Quantas histórias vividas com familiares, amigos, colegas e mestres! Histórias que ajudaram a formar, bem ou mal, a nossa personalidade, o nosso equilíbrio emocional. Mamãe teve seis irmãos. Desses, só não convivi com a tia Eurídice, que morava no Paraná e só uma vez nos visitou em Olinda. Já meu pai teve cinco irmãos. Todos, muito próximos. De todos esses onze tios, só uma está viva, mas quando a visito, fico a procurar resquícios daquela tia sempre alegre, que adorava passear e brincar com os sobrinhos.

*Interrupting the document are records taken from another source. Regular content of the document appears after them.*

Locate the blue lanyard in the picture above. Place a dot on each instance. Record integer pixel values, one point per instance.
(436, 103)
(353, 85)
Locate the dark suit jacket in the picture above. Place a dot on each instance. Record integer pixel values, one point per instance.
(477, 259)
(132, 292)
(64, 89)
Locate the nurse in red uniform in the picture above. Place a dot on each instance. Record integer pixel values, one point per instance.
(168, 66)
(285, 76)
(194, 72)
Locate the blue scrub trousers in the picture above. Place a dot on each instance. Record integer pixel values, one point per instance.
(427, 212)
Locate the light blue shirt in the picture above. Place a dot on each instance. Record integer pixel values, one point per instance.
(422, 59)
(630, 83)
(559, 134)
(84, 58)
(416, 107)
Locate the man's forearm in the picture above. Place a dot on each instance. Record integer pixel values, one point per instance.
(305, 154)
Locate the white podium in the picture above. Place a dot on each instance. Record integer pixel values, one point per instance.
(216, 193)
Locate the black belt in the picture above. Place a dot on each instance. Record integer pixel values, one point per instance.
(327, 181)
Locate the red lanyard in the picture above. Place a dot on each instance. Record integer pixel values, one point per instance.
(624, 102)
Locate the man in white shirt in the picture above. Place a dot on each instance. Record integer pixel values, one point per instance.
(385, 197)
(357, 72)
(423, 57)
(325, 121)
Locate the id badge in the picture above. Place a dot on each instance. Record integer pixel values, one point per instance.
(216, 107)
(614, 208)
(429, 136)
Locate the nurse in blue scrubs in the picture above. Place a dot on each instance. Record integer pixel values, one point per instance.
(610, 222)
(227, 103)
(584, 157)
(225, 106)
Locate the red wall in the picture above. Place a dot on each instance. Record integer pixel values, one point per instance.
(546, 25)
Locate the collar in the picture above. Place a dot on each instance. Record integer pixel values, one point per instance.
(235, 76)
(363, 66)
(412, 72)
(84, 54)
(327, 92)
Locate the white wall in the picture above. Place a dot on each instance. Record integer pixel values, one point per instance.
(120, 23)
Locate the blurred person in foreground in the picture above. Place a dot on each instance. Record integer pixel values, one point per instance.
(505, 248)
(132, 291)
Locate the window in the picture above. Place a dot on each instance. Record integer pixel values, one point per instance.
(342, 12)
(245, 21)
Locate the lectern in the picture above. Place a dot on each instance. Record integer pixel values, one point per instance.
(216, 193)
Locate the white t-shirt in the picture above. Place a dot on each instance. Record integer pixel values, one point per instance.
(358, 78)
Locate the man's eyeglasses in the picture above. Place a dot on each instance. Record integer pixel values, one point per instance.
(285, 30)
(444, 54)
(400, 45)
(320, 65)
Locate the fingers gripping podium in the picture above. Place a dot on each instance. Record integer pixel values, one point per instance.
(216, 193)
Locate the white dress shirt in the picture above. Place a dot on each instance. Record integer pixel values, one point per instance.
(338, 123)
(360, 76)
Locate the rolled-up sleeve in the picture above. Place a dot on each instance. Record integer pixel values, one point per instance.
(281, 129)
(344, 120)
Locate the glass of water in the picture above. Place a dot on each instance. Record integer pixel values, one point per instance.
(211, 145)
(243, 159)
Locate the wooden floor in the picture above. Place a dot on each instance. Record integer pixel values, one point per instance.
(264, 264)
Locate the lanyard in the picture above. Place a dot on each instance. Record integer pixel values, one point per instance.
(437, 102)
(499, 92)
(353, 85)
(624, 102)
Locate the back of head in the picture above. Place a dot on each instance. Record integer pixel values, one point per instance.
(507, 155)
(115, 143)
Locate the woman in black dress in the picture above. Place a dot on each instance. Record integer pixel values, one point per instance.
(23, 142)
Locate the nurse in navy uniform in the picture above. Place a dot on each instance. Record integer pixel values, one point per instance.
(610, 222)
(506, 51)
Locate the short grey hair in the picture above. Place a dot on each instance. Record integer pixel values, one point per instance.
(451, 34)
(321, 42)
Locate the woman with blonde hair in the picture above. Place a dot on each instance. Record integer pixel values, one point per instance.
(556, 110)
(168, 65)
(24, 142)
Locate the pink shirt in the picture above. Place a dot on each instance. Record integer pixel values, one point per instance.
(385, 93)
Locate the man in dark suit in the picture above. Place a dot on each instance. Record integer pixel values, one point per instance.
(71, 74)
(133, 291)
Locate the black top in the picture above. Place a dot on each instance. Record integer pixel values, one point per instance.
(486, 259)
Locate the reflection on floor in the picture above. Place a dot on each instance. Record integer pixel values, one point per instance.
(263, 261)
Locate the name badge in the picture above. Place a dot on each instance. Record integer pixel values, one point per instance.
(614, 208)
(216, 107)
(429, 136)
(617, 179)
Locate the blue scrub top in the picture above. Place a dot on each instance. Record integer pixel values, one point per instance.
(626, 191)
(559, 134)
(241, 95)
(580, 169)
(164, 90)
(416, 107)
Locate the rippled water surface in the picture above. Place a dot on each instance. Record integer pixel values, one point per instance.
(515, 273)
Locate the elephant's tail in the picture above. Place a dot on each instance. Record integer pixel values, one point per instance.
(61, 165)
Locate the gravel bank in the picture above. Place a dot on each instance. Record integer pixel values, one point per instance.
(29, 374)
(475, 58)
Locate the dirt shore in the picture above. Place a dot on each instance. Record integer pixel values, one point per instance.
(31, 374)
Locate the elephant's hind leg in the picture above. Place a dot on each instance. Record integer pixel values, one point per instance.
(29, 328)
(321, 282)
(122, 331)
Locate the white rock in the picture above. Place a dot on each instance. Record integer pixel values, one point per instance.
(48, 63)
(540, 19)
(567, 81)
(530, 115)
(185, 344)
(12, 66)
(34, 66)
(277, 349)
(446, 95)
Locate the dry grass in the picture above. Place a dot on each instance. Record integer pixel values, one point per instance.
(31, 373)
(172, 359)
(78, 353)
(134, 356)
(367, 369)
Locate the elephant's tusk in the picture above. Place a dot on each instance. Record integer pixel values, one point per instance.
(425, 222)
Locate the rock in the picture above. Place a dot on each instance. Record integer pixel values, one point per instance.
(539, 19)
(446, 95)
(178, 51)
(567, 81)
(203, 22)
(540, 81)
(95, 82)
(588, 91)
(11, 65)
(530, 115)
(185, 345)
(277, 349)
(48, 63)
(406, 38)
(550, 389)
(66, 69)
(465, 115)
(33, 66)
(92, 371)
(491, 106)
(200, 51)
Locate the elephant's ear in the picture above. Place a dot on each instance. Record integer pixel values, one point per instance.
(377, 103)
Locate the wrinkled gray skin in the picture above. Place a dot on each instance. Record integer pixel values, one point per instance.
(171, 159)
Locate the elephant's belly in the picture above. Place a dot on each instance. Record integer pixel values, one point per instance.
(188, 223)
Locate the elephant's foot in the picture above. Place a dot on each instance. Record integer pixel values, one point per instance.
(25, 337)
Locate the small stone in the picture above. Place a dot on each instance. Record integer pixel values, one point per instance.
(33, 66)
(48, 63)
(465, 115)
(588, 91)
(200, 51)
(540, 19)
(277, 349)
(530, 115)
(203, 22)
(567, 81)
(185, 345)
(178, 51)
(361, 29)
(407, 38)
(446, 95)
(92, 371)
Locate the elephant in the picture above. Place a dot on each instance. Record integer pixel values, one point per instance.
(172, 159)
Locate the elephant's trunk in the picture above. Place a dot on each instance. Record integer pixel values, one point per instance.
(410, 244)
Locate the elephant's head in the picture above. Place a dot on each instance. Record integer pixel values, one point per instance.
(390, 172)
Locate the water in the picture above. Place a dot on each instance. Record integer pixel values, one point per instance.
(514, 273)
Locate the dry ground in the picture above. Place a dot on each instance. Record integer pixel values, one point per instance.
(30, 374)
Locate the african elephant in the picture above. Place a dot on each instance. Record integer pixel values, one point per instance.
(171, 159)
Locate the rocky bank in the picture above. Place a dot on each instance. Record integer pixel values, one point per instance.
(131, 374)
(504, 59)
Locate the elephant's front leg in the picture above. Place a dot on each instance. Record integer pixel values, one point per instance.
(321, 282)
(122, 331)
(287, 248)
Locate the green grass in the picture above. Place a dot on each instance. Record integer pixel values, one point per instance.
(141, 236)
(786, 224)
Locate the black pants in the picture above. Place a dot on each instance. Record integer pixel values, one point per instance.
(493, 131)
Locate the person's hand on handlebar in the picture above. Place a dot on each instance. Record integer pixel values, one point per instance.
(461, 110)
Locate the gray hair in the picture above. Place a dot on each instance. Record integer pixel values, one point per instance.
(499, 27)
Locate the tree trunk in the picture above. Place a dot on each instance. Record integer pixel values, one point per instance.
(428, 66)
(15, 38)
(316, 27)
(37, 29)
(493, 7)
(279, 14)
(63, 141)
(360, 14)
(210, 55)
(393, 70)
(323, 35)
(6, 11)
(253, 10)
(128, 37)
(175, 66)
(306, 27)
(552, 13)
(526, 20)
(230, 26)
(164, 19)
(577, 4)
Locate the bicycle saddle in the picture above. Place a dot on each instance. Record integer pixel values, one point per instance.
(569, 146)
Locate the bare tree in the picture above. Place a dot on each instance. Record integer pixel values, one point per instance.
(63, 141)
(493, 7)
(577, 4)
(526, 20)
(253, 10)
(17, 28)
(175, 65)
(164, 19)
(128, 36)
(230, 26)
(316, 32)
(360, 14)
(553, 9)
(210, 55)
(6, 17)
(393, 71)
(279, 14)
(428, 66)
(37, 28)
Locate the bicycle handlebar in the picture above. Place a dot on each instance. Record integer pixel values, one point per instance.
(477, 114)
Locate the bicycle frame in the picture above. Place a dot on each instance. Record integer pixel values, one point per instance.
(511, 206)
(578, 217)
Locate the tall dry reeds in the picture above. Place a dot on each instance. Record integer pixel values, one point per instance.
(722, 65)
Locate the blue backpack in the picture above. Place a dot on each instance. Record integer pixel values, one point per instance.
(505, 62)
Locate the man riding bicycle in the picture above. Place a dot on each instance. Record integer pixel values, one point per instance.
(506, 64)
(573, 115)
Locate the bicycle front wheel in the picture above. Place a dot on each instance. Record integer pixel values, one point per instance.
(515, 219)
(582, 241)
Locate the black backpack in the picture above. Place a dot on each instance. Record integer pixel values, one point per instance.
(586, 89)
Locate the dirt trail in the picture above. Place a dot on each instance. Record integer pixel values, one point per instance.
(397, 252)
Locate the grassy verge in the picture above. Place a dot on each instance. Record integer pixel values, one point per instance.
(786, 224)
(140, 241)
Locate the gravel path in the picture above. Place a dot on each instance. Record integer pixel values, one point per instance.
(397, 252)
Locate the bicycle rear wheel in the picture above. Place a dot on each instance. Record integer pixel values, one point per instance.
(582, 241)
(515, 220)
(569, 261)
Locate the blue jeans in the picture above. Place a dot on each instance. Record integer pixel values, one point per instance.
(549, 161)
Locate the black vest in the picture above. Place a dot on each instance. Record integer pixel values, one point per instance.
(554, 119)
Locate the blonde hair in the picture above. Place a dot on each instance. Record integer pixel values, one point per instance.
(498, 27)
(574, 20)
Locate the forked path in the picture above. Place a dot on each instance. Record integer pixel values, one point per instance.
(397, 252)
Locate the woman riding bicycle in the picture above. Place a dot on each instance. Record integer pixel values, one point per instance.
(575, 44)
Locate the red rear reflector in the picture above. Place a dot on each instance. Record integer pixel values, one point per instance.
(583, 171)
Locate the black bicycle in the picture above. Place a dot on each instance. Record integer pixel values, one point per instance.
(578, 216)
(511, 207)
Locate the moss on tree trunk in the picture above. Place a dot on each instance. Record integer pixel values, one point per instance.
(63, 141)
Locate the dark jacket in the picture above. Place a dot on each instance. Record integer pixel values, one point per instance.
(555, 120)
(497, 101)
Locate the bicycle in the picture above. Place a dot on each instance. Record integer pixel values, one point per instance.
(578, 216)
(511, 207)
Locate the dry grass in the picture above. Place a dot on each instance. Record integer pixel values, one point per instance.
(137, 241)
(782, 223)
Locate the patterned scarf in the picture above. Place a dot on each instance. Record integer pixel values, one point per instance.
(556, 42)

Esquecidinha, nem sabe mais quem somos. Hoje, sinto-me um pouco vazia e, paradoxalmente, repleta por ter tido o privilégio de tê-los por tanto tempo. Além deles, já se foram meus pais, avós, alguns primos, cunhados e amigos. Os que vieram depois são muito importantes, principalmente filhos e netos. São tesouros; presentes divinos. Mas não são as minhas referências. Eu é que serei a referência deles. Espero que tenham bons momentos para recordar como eu os tenho. Aqui não vai nenhum lamento, apenas gratidão e saudade muita.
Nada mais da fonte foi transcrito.